PUBLICATION:
Edmonton Journal
DATE:
2002.09.20
EDITION:
Final
SECTION:
Opinion
PAGE:
A16
BYLINE:
Lorne Gunter
SOURCE:
The Edmonton Journal
--------------------------------------------------------------------------------
End
the billion-dollar gun registry boondoggle: The Liberals have lost interest in
this ineffective operation, but now fear to close it down
--------------------------------------------------------------------------------
Something
appears to have gone drastically wrong at the national gun registry in July, but
it is difficult to find anyone who will admit it. No, let me rephrase that: Lots of people inside and outside
the registry will admit something went wrong. Rather, there are conflicting
reports over how drastic the foul-up was, and whether it was out of the
ordinary. Several gun owners -- scores, if not hundreds or even thousands --
received letters this summer asking them to re-register firearms they had
already registered.
One
source, a senior Liberal staffer on Parliament Hill, insists this was made
necessary by a "huge crash of the processing computers," sometime in
early July. He also insists the crash wiped out "thousands" of
firearms records entered into the computers around or just after Christmas --
more like tens of thousands.
Another
source, this one closer to the Department of Justice, which runs the registry,
says there were indeed "delay problems" in July, but they were nothing
unusual.
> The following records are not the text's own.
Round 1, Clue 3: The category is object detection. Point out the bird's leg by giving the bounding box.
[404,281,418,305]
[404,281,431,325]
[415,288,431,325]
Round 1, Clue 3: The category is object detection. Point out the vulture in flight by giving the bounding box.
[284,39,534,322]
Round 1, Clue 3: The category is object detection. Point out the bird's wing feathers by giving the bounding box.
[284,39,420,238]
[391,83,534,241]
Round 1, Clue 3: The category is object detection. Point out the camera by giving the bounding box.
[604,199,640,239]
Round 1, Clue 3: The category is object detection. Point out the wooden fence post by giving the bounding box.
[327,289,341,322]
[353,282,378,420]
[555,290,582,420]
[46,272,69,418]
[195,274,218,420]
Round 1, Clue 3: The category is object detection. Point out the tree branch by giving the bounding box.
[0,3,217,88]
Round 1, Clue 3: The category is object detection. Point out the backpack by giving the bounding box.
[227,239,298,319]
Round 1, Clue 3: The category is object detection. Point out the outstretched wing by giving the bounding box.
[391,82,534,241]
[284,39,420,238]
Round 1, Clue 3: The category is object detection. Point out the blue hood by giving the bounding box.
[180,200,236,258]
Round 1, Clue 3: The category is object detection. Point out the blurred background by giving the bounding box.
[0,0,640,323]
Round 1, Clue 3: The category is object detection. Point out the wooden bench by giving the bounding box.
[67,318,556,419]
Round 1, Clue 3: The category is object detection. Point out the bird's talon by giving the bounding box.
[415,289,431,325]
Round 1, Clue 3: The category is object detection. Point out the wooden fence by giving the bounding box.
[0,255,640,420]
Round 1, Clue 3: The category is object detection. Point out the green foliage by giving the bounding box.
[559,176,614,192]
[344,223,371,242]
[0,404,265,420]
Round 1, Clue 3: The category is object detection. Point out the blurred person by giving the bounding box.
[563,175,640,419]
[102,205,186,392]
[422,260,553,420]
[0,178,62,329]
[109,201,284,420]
The system is prone to "periodic interruptions" during which
no files are lost because all registration records are kept in duplicate on
separate computers systems.
Frankly,
I tend to believe this latter source when he claims disasters are
run-of-the-mill fare at the registry, and also when he claims safeguards are
built into the computers to ensure vital information is never lost.
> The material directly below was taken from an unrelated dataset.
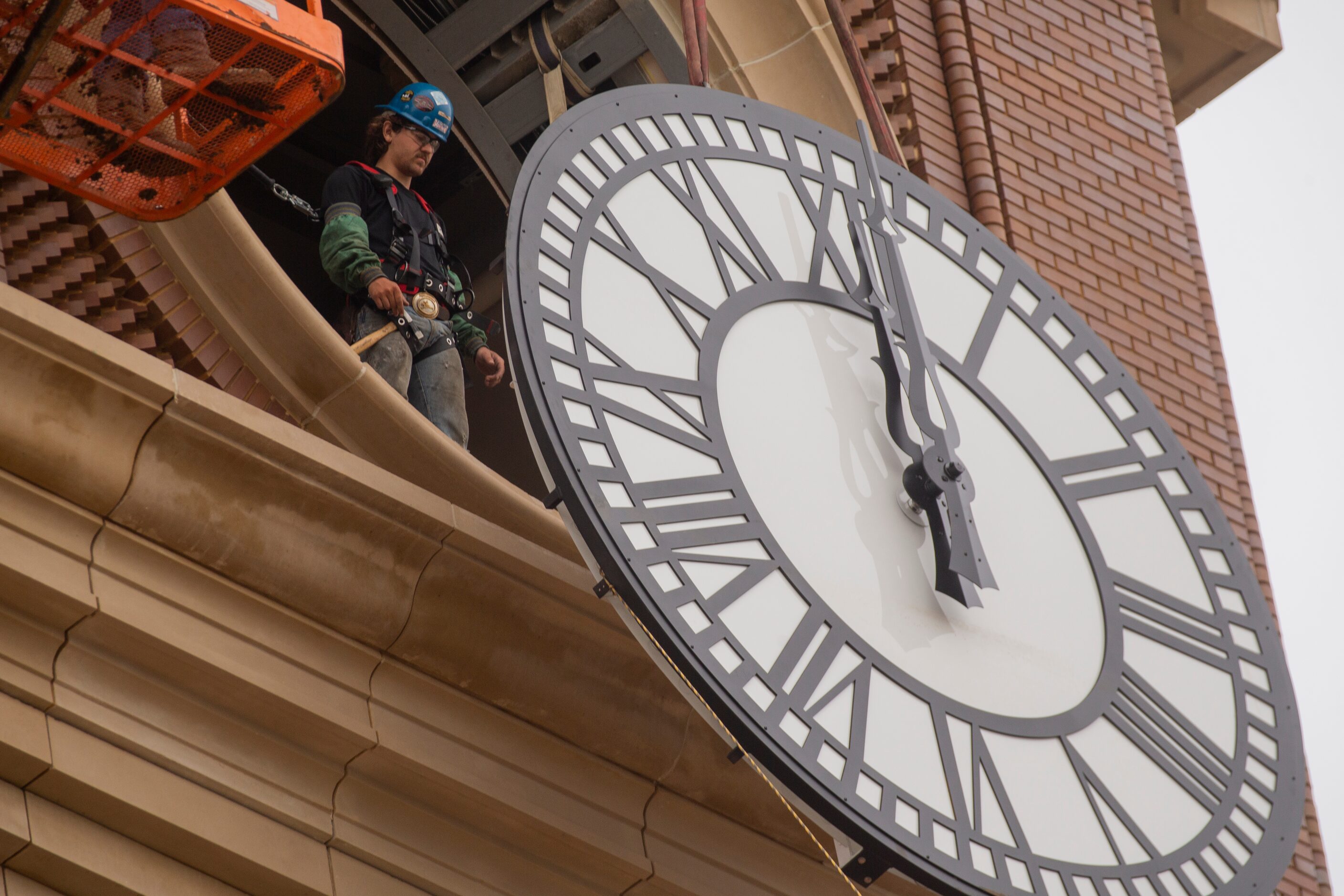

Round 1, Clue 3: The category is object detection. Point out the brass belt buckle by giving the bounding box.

Still, it strikes me as funny that the government's explanation for why
no one should be concerned about the July crash is, in essence, "Don't
worry, that happens all the time."
Plenty
of gun owners reported an inability to get through to the firearms registry both
on the phone and via the Internet at about the same time -- early to mid-July.
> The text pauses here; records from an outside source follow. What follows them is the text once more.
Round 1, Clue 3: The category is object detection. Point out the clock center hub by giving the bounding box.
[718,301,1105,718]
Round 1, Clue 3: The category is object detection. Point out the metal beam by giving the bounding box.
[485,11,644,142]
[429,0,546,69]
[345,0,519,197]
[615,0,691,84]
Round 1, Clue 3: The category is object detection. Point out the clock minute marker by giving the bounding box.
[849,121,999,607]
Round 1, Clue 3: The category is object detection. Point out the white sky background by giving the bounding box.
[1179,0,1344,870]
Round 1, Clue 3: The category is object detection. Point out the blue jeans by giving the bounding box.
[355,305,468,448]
For days on end, callers received a recorded message telling them telephone
volume was so heavy no one could speak with them nor even take a message. They
were advised to call back another time. The registration of firearms slowed to a crawl, too.
According to the registry's own numbers, it processed only 10,000 registrations
per week in mid-July, but was back up nearly to normal (40,000) by mid-August.
Turmoil
Seems Normal
Whether
this incident was uniquely bad, or merely catastrophe-as-usual, three things are
clear about the registry as it approaches its fourth anniversary and as the
deadline (Jan. 1) for registering all firearms approaches: It is in turmoil.
The
Liberals have, for all intents and purposes, abandoned it. And, the processing
of owner licenses and firearms registrations has become so perfunctory the
registry cannot possibly make Canadians safer from gun crime.
On
Sept. 9, the Yellowknifer newspaper reported that the federal firearms officers
in both Yellowknife and Hay River had quit their jobs. No replacements were
being sought. These resignations follow hard on the heals of resignations by
firearms officers in Saskatoon, Regina and Winnipeg. Since spring, eight in all
have left their posts.
Between
now and the end of the year, the government must register another 3.5 million
firearms (assuming its own ridiculously low estimate of the number of guns in
Canada is correct). It cannot possibly meet that target, particularly if its
staff keep quitting and its computers keep crashing. It has taken nearly two
years to register the first 4.2 million.
The
entire registry staff continues to shrink in number, though. The Liberals claim
this is because the peak of the registry's workload has passed. But it hasn't.
It is more likely the peak political benefit the government can derive from the
registry has passed. The Liberals
cannot afford the political "hit" from closing it, but they also can't
make it work effectively, so they are keeping it going, but as small as they
dare.
The
staff is likely being downsized, too, because the nature of their work has
changed, dramatically. When the new registry opened, every application for a
licence to own guns was going to be rigorously screened, and every registration
of a firearm was going to be verified for accuracy by a government inspector.
But now, there are no verifiers.
By
all accounts a registration form comes in, it is scanned into the registry's
computers, and a certificate is issued to the applicant. The 4.2 million
certificates generated so far contain nearly 3.2 million blank information
fields. Nearly 20 per cent list no serial number. The principal reason the
Liberals gave of the necessity to register all guns, at the time the Firearms
Act was passed in 1995, was so they could be traced to their owners following
the commission of crimes, thereby making it easier to solve crimes and lower the
crime rate. Millions of the
certificates are useless for this purpose.
Licensing
owners, too, were going to keep guns out of the wrong hands. While the Liberals
claim their registry is doing this -- that under the new law many more licences
have been refused or revoked than under the old -- the rate of refusals and
revocations has actually declined because of the rubber-stamp procedures being
used to grant licenses. Between
1979 and 1999, 0.76 per cent of applications for Firearms Acquisition
Certificates were refused. Since 1999, the refusal rate for one of the new
licenses has been half that, just 0.38 per cent.
It's
galling that the Liberals won't end this billion-dollar boondoggle, now.